If she had been looking for diversion before heading back to a life in Chicago, she might have been his perfect match. He hadn’t been able to resist putting the idea out there.

And she’d shot him down.

Which shouldn’t bother him. You win some, you lose some. He knew that. He’d probably only reacted to her so strongly because he’d been going without for a while.

Still, he was nursing serious discontent with the outcome.

And the whole point in hooking up with a woman who didn’t live here was to avoid bump-into awkwardness afterward.

No such luck today. Meg parked at the very grocery store where he intended to pick up a few frozen dinners before he hit the lumber yard and got himself back to work on the room that would become his office.

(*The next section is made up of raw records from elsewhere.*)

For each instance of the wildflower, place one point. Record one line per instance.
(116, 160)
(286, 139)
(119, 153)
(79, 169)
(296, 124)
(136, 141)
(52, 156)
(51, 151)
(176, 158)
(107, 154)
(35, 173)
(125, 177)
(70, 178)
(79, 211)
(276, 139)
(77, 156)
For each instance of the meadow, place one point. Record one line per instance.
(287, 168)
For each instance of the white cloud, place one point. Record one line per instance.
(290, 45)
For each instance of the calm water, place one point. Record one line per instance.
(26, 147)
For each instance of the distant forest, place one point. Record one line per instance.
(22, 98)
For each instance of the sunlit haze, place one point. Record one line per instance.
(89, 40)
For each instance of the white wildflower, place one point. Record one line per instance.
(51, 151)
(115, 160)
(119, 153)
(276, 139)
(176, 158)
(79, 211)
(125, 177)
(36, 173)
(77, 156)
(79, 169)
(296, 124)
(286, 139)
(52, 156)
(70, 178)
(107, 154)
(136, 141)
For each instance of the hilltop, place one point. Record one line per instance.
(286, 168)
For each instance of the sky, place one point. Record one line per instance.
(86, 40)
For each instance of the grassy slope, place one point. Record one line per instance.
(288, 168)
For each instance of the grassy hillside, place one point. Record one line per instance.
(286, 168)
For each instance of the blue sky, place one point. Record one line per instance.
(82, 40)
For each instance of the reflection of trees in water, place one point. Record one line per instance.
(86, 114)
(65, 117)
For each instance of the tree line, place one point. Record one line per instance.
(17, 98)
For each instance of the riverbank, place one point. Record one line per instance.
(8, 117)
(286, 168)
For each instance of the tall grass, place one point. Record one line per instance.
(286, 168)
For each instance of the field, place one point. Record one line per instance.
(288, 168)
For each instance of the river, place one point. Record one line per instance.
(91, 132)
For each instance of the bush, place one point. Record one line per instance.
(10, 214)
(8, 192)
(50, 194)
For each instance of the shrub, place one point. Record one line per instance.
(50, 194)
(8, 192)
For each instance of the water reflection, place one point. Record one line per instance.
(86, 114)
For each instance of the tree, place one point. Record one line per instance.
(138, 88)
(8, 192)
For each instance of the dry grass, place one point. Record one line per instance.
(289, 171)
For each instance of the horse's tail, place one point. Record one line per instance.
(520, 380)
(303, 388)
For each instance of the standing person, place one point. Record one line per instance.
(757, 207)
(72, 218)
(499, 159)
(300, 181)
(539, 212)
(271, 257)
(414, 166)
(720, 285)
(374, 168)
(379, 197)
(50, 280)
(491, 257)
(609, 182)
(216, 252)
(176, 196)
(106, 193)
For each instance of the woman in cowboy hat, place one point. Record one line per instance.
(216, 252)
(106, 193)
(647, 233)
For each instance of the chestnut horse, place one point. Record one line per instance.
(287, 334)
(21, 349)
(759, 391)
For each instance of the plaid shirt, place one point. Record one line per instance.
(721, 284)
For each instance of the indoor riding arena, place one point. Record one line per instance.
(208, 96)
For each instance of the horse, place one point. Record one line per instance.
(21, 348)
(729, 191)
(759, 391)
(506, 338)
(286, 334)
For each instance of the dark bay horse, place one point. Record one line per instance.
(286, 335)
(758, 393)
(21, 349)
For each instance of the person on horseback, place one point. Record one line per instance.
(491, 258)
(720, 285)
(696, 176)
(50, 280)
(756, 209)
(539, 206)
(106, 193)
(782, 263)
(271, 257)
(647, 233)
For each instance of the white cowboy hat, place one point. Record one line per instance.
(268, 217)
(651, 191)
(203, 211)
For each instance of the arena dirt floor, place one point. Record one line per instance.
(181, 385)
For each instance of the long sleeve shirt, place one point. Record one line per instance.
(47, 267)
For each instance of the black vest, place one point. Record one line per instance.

Thankfully, she bumped into someone else, a woman who called her into conversation near the grocery carts. He walked by them and picked up a hand basket inside the door, filling it with frozen roast beef dinners and cans of soup so efficiently, he was checking out at the twelve-items-or-less lane before Meg had started her own shopping.

She glanced at him as she went by, something in her manner making him suspicious. That had been a smug little grin on her shiny pink mouth. Her bottom lip really was a forbidden fruit all in itself, plump and juicy and delectable—

“Mr. Brady?”

He yanked himself back from lascivious thoughts to the friendly smile of the woman Meg had stopped to talk to outside. She was quite a looker herself with long dark hair and eyes dark as pansies. Her gaze was direct and vaguely cocky, like she had read all two pages of the How-To manual on dealing with men, but there was enough reserve about her that he knew right off that whatever she wanted from him was business, not pleasure.

He pocketed his credit card and gathered up his sack of groceries, stepping out of the way for the next customer. “Yes,” he said, adopting the veneer he wore for a boardroom full of lawyers. Something about her air of determination made him feel like he was being subpoenaed.

“I’m Lily Taylor.” She held out her hand and seemed to read him as they shook, changing from a wilted offer to a firm, no-nonsense pump, standing a little straighter—not to push out her chest, but to get the height she needed to better meet his gaze.

A good negotiator, this one. Knew when to use her wiles and when to use her smarts. Proceed with caution, he thought, wondering what she wanted.

“Meg just mentioned that you might be the right person to approach for a fundraiser we’re hosting for a local boy who was hurt recently. Josh Dekker? Have you read about him? He has a spinal cord injury from a fall while he was on a scout trip last year. His mother, Molly, is a friend of mine. She’s a single parent and they’re in quite dire straits, trying to ensure he gets the care he needs and refitting the house.”